*This was originally posted here with the same title.*

In the fourth grade, Mr. James dubbed me Turns Red in the Face (a name that, according to the film Dances with Wolves, played on the Native American custom of naming people based on their actions. That’s what the movie is about, right?) It wasn’t incorrect. The name, I mean. My face did indeed turn red whenever I was called on and forced to speak. (In fact, it’s still true today.) Most of the time, the nerves and embarrassment kept me from communicating effectively. I was just too shy. When I was called on to speak in class, even the physical characteristics of my voice were not adequate: too soft, too quiet, too squeaky, and too high.
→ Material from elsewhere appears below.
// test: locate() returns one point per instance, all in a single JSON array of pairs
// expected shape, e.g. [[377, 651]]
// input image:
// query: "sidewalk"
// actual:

The eyes staring back at me, waiting for a coherent answer, took my breath away—not in the good way, but in the bad way that kept the much needed oxygen from reaching my panicked brain. This usually resulted in an incomplete answer filled with long, awkward pauses that may or may not have actually made any sense. By this time, my face usually felt as if it couldn’t get any redder (is that a word? It must be, Word didn’t mark it wrong). I know I’m not the first person or the last to have suffered from public speaking anxiety (actually, any kind of social interaction that required me to speak to another human being), but I didn’t know that then. You’d think that this was the most embarrassing thing that could happen to a shy kid. But it wasn’t.
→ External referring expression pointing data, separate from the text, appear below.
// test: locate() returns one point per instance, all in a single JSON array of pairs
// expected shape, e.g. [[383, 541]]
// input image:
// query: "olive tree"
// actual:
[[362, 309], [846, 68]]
A couple of short years later, the SAME teacher made me cry in front of class. Okay, maybe he didn’t—but, I did cry and he indirectly caused it. I don’t think he did it on purpose. We were supposed to memorize some poem in the fifth grade and by this time, I figured he knew better than to call on me, but he didn’t. For some reason, he had a lot of faith in me. So, he tells me to stand in front of the class (with a friend to make me feel better) and I see all those eyes staring back at me. My brain skipped the panic stage and went directly into hibernation. I felt my face burning up, turning red—living up to my given name. The class waited for me to say something and finally my brain made a quick reappearance and said, okay let’s at least try giving them a smile, that’ll make things better. My lips, tightly sealed, moved into a crescent shape, and my eyes squinted a bit. But, I wasn’t smiling. Hot tears began running down my face, which made me panic even more; which made me lose my breath even more; which made my face even redder; which made me freeze up even more; which made Mr. James panic too and quickly told me to sit back down.

The next day, a boy from class approached me and asked, “Hey, why did you cry yesterday?” I looked at him with a puzzled look on my face and replied, “Hmm, I don’t remember that. I have no idea what you’re talking about.”

And so began a new psychological defense mechanism that would stay with me for years: denial.